I tweeted some highlights from the event, using the #jiscassess hashtag and got a number of responses, probably the most thought provoking was from @ahiggi:
“@Rob_work not that you need reminding but raise accessibility in assessment. alternative arrangements usually change the nature assessment”
This opened up a huge area of personalisation, and deep discussions around the capacity to provide alternative resources, and whether they can really be counted as equivalent, and was echoed by Dr Mark Russell as he talked about the links between assessment and learning.
Mark asked what sort of things would you do if you wanted to fail more students…
There were many suggestions:
-ask them to work in collaborative groups without guidance on their
-assess their grasp of a subject based on their spelling and grammar,
-don’t explain assessment criteria,
-write assessment in Sanskrit,
-provide feedback the day before an exam..
What struck me was how easy it was to identify ways to get students to fail assessments, and how they seem to map to solutions in the JISC view of the benefits of technology:
-Greater potential for dialogue, teacher:learner, learner:learner
-Immediacy and contingency (interactive tests)

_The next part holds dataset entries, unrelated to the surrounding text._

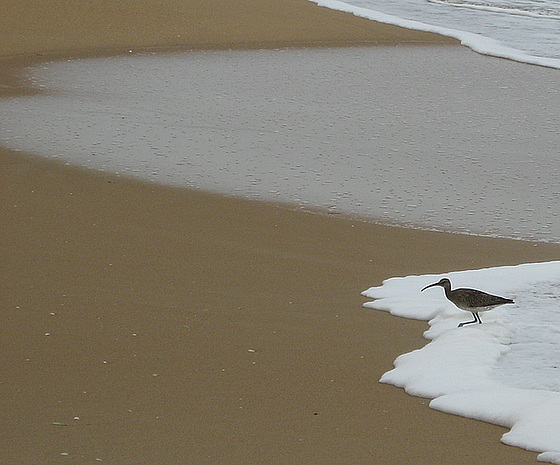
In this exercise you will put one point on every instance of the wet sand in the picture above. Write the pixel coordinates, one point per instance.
(144, 324)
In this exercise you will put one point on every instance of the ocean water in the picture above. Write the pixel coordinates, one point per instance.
(448, 141)
(524, 30)
(394, 134)
(505, 371)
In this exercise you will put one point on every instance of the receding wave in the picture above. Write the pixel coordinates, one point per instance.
(520, 10)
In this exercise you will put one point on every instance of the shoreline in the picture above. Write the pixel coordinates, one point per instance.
(150, 324)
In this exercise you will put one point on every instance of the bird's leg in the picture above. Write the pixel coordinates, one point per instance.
(476, 320)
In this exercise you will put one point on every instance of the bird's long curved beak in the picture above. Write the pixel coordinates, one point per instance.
(429, 285)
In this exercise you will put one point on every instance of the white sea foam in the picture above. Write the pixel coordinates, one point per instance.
(446, 140)
(526, 31)
(505, 371)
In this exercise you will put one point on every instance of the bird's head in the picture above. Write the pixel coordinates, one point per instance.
(444, 282)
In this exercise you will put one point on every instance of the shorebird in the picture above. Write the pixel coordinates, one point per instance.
(470, 300)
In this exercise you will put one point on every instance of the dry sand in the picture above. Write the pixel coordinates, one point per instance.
(143, 324)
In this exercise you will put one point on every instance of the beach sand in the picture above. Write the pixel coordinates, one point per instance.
(144, 324)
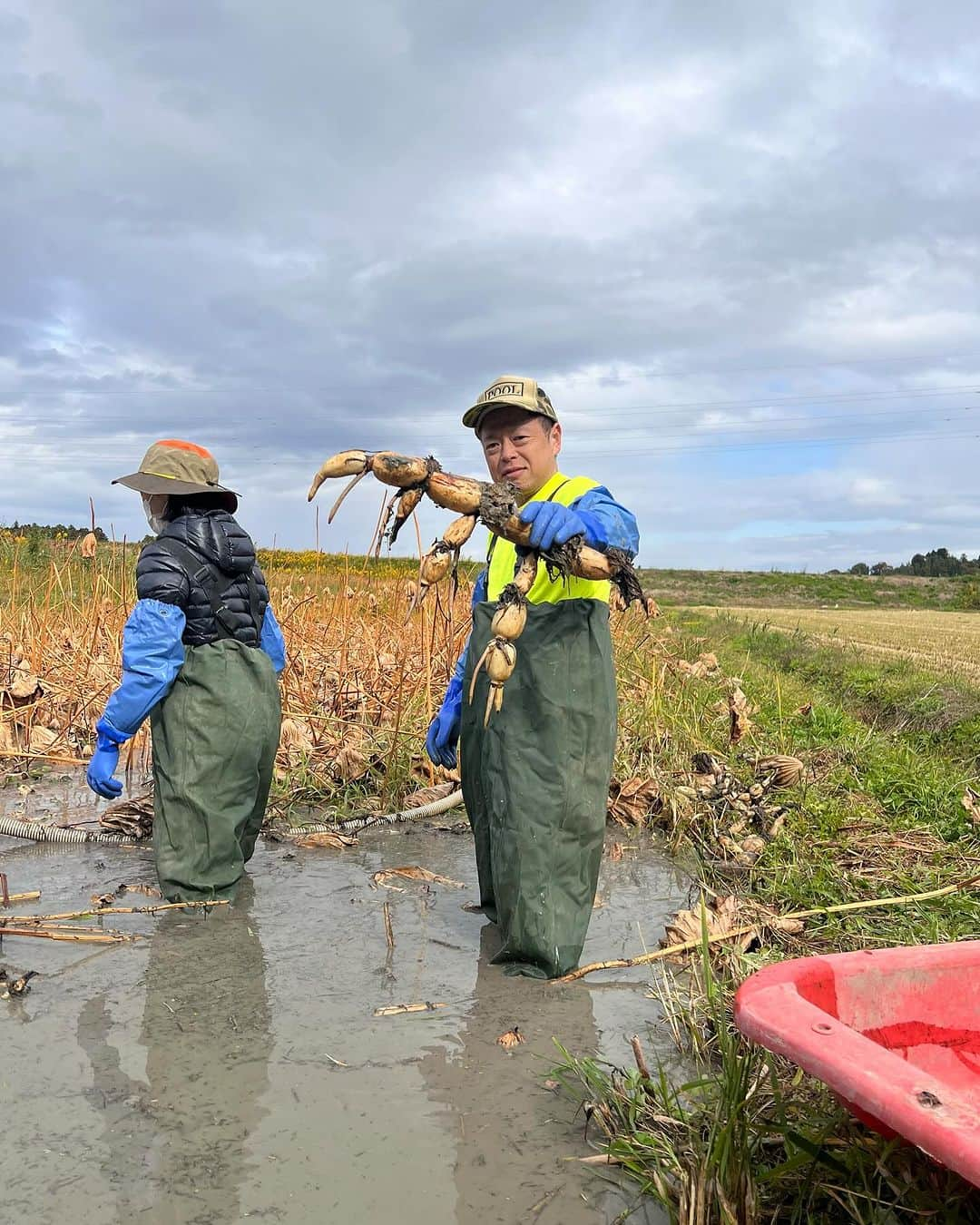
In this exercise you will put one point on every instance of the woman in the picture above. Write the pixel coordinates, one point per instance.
(201, 652)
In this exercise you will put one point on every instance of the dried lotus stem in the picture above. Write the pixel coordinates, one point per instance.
(510, 620)
(525, 573)
(436, 564)
(406, 501)
(403, 471)
(500, 659)
(459, 494)
(459, 531)
(346, 463)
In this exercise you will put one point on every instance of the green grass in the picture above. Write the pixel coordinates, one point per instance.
(774, 588)
(740, 1136)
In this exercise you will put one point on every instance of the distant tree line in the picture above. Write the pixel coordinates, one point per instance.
(935, 564)
(53, 532)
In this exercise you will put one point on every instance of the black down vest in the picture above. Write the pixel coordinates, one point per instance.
(214, 536)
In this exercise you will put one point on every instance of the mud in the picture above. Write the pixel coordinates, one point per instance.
(230, 1067)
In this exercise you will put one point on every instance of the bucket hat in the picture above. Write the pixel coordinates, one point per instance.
(174, 467)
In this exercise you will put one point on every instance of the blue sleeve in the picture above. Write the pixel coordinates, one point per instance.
(608, 524)
(152, 655)
(272, 641)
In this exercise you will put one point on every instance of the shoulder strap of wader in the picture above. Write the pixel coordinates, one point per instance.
(213, 583)
(549, 499)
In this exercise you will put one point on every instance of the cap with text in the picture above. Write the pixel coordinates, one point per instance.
(514, 391)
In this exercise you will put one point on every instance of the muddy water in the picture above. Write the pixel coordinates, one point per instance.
(230, 1067)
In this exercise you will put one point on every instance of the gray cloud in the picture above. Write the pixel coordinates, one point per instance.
(287, 230)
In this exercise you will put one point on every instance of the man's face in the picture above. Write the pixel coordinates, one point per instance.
(518, 448)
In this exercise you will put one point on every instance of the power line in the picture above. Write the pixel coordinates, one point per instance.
(784, 443)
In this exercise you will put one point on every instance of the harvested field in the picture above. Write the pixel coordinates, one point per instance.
(941, 642)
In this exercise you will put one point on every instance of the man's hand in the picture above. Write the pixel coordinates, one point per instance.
(444, 730)
(552, 524)
(102, 767)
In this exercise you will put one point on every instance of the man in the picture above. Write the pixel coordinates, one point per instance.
(536, 778)
(201, 652)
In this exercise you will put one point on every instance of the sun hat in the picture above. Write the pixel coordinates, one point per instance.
(174, 467)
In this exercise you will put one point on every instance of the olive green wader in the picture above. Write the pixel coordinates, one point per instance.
(535, 780)
(214, 740)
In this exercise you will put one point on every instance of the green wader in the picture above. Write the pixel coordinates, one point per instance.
(535, 781)
(214, 740)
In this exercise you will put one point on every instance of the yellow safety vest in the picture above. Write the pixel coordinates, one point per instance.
(501, 555)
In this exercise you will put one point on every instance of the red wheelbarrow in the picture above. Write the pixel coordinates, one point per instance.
(893, 1032)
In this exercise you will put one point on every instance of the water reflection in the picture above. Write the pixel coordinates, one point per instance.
(504, 1122)
(177, 1144)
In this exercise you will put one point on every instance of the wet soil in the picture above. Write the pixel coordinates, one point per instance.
(230, 1067)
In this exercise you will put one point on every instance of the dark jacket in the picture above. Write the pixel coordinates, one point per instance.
(214, 536)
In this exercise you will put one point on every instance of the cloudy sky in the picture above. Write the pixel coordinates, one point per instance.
(737, 242)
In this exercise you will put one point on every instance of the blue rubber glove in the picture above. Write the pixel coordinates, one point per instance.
(272, 640)
(102, 767)
(552, 524)
(444, 730)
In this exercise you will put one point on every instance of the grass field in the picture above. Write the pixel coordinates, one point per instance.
(786, 590)
(947, 643)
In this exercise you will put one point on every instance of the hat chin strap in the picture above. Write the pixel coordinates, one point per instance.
(154, 506)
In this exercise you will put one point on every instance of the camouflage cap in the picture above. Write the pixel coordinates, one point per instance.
(175, 467)
(514, 389)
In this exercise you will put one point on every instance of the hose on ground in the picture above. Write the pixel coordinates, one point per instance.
(387, 818)
(14, 827)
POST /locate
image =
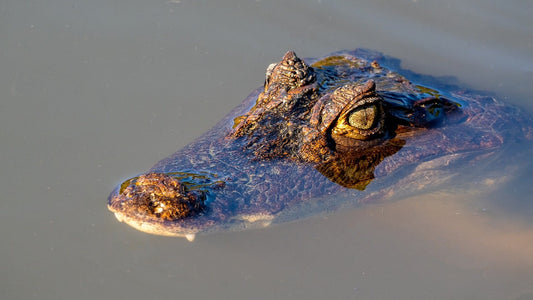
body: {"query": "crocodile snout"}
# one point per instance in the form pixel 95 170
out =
pixel 159 197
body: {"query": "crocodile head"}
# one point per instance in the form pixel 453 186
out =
pixel 311 130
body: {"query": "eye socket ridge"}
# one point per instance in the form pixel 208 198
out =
pixel 362 120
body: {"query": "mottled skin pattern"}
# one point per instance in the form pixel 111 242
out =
pixel 342 124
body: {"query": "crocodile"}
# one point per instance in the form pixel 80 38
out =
pixel 321 135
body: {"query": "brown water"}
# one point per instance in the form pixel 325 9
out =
pixel 93 92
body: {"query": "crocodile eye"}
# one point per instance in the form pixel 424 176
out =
pixel 363 122
pixel 363 117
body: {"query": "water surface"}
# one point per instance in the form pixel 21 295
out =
pixel 93 92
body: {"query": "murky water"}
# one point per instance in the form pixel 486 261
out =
pixel 93 92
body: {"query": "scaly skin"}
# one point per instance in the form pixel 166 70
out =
pixel 342 124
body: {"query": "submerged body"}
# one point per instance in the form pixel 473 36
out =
pixel 341 125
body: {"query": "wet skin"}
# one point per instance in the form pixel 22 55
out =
pixel 340 125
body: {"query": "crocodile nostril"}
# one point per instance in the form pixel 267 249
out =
pixel 162 196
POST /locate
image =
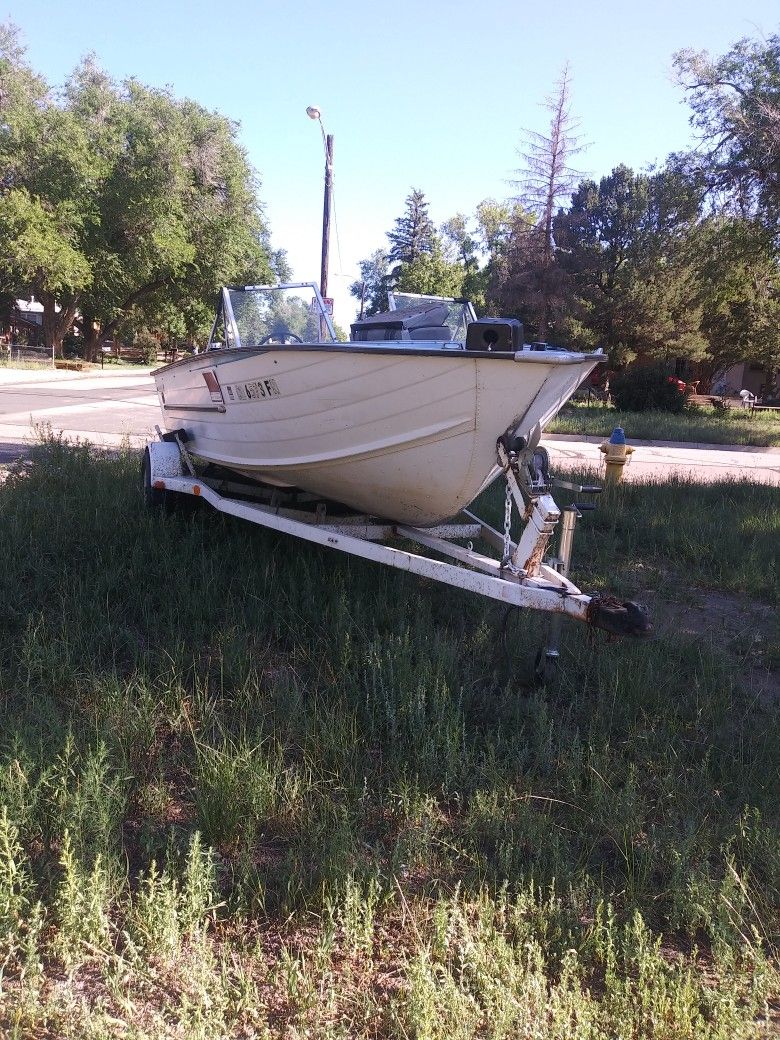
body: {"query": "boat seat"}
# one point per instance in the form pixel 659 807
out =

-Authenticity through filmed, simulated or virtual world scenarios
-Speed and ease of data processing
-Opportunities to allow students to fail productively
-Enabling students to participate in actively assessing themselves.
I’ve rattled on here before about WHY I started using technology in my teaching, but it may be that it’s worth reiterating briefly. I used to teach the Entry level provision at an Agricultural college, and coordinate assessment on a two year National Proficiency Test Council Vocational Foundation Certificate scheme. The course was very flexible, aiming to provide a range of routes for students who’d not had a great time at school, and was built around a great range of assessment opportunities.
The assessments were competence based activities, with performance criteria taken from NVQ units.
The assessments were ENTIRELY observation based, so the learner could get on with the activity, and the burden of assessment was on the tutors, the feedback was direct, and personal.
As the students progressed to full NVQ courses there was an obligation upon them to keep a portfolio of evidence, which they had to map to a full set of elements and performance criteria.
If you can’t write , or read, this is tricky.
It doesn’t mean you can’t effectively milk a cow or plough a field, but writing the evidence was a real issue.
The technological intervention that changed the process with these students was the Sony Mavica camera, they used floppy discs which the students could take out of the camera, meaning one camera could service many learners, and the discussions they prompted about WHAT they needed to record to prove they could do a task changed the way they viewed the task.